Set GRUB’s EFI (Fedora’s shim) as primary/first boot
Boot either Linux or Windows from GRUB
That way:
Windows has no idea about Linux existing during initial set-up
Linux doesn’t re-use Window’s EFI partition
Neither OS re-uses the other’s EFI partition for anything
Linux GRUB updates just update the EFI file; as long as GRUB is ok, Windows and Linux can boot
Windows bootloader updates don’t touch anything with GRUB (since Windows has its own EFI partition)
Even though Windows can see Linux’s EFI partition later; the initial Windows install was done only with Window’s EFI partition existing, so there’s no hard-coded reason to touch any other EFI partition
Other:
Wiping out Windows drive should leave Linux/GRUB alone
Wiping out Linux/GRUB should allow switching to Window’s EFI boot primary (both Linux and Windows write their bootloaders to EFI vars)

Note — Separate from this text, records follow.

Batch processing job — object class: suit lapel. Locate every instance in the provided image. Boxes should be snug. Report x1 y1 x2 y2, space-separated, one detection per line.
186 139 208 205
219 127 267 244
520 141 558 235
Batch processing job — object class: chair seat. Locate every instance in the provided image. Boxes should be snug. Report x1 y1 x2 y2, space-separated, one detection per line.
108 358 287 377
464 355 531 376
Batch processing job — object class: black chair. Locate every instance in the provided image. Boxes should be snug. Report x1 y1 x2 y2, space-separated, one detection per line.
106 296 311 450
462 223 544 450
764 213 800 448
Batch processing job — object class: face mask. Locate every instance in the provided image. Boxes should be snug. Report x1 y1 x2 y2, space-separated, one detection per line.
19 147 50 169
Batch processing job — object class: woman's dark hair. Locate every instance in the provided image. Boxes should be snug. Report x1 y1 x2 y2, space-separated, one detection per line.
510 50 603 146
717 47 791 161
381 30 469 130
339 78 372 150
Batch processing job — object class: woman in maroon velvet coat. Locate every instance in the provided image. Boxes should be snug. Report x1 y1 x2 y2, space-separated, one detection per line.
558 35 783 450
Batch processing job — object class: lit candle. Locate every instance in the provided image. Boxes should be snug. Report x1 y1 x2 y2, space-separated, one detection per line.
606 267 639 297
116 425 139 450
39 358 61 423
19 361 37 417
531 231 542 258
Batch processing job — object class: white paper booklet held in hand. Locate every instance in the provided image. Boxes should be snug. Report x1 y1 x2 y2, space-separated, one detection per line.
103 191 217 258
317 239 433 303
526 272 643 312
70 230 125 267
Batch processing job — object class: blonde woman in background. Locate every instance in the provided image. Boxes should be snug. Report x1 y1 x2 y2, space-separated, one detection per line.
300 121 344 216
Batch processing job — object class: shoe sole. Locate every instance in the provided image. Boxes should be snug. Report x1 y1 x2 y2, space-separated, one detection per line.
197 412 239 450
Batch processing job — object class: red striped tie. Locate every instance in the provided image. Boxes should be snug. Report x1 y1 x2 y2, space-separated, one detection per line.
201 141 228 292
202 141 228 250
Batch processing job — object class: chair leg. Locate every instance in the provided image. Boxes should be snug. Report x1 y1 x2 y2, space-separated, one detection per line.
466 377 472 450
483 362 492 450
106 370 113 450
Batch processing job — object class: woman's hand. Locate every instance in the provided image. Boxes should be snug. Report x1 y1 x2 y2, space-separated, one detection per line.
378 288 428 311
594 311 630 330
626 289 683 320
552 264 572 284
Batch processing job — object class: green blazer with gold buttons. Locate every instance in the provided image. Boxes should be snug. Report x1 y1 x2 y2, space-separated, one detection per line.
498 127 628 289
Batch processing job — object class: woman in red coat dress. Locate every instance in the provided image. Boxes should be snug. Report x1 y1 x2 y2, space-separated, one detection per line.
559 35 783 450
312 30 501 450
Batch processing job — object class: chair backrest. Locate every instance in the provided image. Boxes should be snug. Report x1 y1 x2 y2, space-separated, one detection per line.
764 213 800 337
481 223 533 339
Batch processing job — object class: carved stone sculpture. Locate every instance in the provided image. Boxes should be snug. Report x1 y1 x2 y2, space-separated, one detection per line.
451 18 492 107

Booting Windows EFI-direct from BIOS/firmware shouldn’t affect anything (can’t do Windows boot → Linux but back-to-back Windows reboots might make setting it temp-primary ideal)
When windows is shutdown during the fedora install it would not care anything about what else is being done.
With 2 drives and installing only on the second drive fedora would not access the windows efi on the other drive. Fedora would create a new efi partition on the drive where it is being installed.
Leaving the windows drive connected allows the bootloader to identify and add windows to the grub menu without the need to manually update grub after the drive is reconnected.
If it’s a hassle to remove / disconnect then reconnect the Fedora / m2 drive, you could:
Use clonezilla to make a copy of your existing Fedora drive;
Install windows onto a second drive (Windows will mess up your Fedora drive);
Use clonezilla to restore the pre-windows state of your Fedora drive. (Windows may try to scan this drive next time you boot into Windows from the bios, hit a key to tell it to stop that.)
There are better ways I’m sure it you like doing sys-admin - I don’t.